1 is an overall configuration diagram showing a microalgae culture system of the present invention. It is a figure which shows an example of the main screen of software. It is a figure which shows an example of a comprehensive display screen. It is a figure which shows an example of a confirmation period setting screen. It is a figure which shows an example of a pH confirmation screen. It is a figure which shows an example of a temperature confirmation screen. It is a figure which shows an example of an LED setting screen. It is a figure which shows an example of an acquired image analysis screen. It is a figure which shows an example of a spectral distribution analysis screen.

  Hereinafter, embodiments for carrying out the present invention will be described with reference to the drawings.

  In FIG. 1, the microalgae culture system 1 of the present embodiment sets a culture tank 3 in which a culture solution 2 for culturing microalgae is stored, and culture condition data of the stored culture solution 2 for each identification code. The culture condition setting means, the culture environment control means for controlling the culture environment of the culture solution 2 according to the set culture condition data, and the growth history data of the microalgae grown in the controlled culture environment are associated with the culture condition data. And a growth history recording means for recording each identification code.

  More specifically, the culture tank 3 is a container for storing the culture solution 2 to grow microalgae, and in this embodiment, a glass container is used in consideration of maintainability and thermal conductivity. . The culture tank 3 has a capacity of about 2 to 10 liters, and the shape thereof is preferably a thin shape so that light uniformly strikes the culture solution in the container, but may be a cylindrical shape or other shapes.

  The culture tank 3 includes various devices for controlling the culture environment of the culture solution 2, a power control unit 4 for controlling ON / OFF of power of the various devices, and a control signal (see FIG. 1). A control unit 5 is provided which outputs arrow A). The control unit 5 is a small board computer having a USB host function, a GPIO output, a PWM output, and a wired LAN communication function. The power supply control unit 4 has a GPIO input and an AC input, and GPIO communication from the control unit 5 Then, ON / OFF control of the AC power source 6 is performed. These various devices, the power supply control unit 4 and the control unit 5 constitute a culture environment control means. In this embodiment, the data communication between the control unit 5 and the power supply control unit 4 is controlled by the GPIO interface. However, the data communication means is not limited to this, and LAN control by TCP / IP communication is adopted. Also good.
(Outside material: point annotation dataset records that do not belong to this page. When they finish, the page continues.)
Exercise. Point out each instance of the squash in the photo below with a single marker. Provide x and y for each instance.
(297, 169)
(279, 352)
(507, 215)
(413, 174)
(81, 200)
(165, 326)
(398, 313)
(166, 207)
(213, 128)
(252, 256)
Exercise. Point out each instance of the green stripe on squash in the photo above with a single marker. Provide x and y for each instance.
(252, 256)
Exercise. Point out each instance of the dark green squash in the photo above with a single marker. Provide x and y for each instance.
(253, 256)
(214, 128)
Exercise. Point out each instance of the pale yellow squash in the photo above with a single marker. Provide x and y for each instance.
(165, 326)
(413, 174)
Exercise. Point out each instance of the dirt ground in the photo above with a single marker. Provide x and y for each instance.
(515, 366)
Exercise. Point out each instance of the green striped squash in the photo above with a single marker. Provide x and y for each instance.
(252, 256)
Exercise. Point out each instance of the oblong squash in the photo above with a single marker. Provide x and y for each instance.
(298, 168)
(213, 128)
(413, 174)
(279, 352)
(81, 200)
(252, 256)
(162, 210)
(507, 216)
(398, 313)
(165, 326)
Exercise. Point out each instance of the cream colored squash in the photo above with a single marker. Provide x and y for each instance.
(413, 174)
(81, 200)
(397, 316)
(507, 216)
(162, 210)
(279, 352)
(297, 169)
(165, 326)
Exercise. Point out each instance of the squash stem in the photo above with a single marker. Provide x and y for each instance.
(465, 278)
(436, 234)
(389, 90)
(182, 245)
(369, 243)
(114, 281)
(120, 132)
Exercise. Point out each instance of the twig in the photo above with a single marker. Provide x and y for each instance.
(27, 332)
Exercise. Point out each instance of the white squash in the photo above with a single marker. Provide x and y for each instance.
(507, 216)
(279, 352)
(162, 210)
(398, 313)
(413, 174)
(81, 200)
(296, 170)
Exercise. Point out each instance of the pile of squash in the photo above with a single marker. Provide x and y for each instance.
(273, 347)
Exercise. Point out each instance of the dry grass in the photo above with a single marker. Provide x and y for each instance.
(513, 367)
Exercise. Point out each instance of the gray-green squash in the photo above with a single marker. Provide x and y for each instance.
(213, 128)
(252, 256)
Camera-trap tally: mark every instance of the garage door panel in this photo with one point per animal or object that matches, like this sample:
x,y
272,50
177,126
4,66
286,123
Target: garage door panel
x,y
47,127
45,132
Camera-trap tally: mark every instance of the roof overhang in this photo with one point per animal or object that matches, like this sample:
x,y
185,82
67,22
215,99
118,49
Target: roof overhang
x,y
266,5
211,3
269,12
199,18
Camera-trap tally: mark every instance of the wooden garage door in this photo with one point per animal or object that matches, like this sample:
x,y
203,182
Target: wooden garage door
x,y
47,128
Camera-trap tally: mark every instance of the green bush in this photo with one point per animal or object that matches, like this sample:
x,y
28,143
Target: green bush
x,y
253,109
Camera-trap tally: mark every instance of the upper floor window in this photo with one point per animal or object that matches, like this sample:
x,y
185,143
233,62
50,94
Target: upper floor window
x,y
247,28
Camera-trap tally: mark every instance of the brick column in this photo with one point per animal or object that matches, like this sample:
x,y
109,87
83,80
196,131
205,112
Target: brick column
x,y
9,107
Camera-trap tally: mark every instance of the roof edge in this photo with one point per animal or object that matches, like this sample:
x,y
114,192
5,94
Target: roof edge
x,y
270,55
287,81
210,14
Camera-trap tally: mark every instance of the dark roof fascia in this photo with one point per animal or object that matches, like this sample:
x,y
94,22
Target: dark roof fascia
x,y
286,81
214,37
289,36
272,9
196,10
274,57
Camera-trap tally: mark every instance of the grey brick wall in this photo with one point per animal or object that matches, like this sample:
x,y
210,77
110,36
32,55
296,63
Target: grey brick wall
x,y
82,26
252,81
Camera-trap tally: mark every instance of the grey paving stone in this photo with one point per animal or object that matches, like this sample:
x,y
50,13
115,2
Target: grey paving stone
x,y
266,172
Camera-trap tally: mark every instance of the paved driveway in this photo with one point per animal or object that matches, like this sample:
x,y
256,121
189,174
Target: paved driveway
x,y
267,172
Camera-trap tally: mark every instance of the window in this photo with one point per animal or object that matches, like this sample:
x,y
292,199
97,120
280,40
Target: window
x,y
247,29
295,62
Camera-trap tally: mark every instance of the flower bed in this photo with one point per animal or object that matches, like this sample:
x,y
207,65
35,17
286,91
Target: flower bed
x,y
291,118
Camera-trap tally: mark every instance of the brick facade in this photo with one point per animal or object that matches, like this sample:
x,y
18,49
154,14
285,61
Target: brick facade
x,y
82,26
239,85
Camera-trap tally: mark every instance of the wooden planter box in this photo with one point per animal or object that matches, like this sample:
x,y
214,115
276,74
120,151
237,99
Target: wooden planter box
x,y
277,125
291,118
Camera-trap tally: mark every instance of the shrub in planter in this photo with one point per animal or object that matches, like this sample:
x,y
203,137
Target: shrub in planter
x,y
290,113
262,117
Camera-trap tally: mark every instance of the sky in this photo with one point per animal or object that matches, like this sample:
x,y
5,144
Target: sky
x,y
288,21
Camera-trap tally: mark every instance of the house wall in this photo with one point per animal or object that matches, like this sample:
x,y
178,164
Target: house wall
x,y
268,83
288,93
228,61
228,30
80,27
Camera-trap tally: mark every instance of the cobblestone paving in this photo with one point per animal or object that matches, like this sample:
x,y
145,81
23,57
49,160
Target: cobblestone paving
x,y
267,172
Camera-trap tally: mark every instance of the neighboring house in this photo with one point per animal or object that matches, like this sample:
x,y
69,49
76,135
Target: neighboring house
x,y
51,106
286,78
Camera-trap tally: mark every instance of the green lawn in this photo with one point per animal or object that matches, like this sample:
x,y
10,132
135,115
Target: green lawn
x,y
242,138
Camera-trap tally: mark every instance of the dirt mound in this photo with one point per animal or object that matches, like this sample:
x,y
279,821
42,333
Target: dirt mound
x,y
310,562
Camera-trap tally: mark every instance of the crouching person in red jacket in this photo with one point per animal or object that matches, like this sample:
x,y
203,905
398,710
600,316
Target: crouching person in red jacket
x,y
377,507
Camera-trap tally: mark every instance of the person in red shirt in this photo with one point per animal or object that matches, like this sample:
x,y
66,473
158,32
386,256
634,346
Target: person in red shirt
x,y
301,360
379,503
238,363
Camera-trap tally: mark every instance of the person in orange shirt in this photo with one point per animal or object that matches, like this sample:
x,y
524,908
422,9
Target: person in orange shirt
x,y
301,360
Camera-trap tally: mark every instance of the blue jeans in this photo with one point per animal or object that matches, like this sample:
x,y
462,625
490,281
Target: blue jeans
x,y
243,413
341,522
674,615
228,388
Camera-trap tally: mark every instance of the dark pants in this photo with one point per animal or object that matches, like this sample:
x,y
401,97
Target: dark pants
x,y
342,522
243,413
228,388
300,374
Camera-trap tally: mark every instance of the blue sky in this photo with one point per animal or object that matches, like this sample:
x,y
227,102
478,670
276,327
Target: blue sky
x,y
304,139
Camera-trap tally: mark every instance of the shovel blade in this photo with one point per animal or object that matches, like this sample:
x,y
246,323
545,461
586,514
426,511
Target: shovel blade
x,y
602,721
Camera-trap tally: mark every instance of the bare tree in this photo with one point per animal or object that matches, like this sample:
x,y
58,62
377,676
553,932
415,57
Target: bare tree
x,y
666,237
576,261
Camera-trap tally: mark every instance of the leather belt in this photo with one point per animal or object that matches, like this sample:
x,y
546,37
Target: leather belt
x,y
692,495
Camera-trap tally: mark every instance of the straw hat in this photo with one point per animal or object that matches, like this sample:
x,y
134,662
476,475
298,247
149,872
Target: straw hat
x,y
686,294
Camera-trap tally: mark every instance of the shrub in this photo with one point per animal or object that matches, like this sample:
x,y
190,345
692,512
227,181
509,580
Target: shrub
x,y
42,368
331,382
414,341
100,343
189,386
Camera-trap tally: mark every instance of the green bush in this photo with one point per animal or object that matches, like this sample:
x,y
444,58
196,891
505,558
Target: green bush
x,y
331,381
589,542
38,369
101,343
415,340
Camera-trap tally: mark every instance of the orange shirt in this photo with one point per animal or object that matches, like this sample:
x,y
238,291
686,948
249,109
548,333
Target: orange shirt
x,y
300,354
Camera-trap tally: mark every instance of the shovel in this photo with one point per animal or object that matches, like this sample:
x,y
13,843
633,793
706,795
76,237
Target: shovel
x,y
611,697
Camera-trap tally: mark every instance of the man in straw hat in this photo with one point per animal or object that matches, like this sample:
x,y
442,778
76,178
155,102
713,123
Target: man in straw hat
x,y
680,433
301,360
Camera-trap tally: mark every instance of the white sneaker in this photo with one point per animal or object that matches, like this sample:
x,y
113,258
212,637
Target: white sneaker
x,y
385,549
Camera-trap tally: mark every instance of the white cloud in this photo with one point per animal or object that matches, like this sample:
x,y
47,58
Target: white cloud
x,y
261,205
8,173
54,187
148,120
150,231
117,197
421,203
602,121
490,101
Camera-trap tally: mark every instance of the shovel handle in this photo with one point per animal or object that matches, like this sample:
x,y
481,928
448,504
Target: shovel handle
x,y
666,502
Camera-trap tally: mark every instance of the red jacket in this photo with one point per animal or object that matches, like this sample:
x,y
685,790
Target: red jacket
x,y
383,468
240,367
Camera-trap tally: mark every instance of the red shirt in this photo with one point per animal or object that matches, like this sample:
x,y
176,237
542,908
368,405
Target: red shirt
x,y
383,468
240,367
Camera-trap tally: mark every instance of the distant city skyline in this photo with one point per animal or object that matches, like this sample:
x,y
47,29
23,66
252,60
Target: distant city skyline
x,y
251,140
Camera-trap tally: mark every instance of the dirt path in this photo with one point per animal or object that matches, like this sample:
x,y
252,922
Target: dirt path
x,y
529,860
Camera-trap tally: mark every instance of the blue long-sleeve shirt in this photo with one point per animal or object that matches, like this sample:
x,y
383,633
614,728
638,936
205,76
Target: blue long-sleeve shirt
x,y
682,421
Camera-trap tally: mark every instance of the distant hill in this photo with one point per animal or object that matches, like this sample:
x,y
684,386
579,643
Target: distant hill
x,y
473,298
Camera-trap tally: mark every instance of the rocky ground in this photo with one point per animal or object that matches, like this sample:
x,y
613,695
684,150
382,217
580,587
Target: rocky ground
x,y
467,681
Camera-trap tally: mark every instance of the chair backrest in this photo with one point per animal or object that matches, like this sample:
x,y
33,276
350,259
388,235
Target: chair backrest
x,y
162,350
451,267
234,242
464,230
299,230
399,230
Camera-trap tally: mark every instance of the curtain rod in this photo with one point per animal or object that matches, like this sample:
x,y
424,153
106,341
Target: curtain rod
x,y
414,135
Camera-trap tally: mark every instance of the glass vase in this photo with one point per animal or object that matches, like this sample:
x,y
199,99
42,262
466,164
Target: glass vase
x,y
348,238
  A data logger 7 is connected to the control unit 5 and is configured to collect and store various measurement data relating to the culture environment. Further, in order to operate the system 1, a personal computer 8 having a wired LAN communication function or a wireless LAN communication function, and a mobile communication terminal 9 such as a tablet or a smartphone having a wireless LAN communication function or a Bluetooth (registered trademark) communication function are necessary. It becomes.

  That is, the personal computer 8 performs wired LAN communication via the LAN cable 10 connected to the control unit 5, or performs wireless LAN communication via the wireless module 11 connected to the control unit 5 via USB. The mobile communication terminal 9 performs wireless LAN communication or Bluetooth (registered trademark) communication via the wireless module 11. The personal computer 8 and the mobile communication terminal 9 are installed with software for input setting of culture condition data, control of the culture environment, and overall management of the growth history data. Processing such as recording, display, and analysis of photographed image data is performed. The control unit 5, data logger 7, personal computer 8 or portable communication terminal 9 constitutes culture condition setting means and growth history recording means.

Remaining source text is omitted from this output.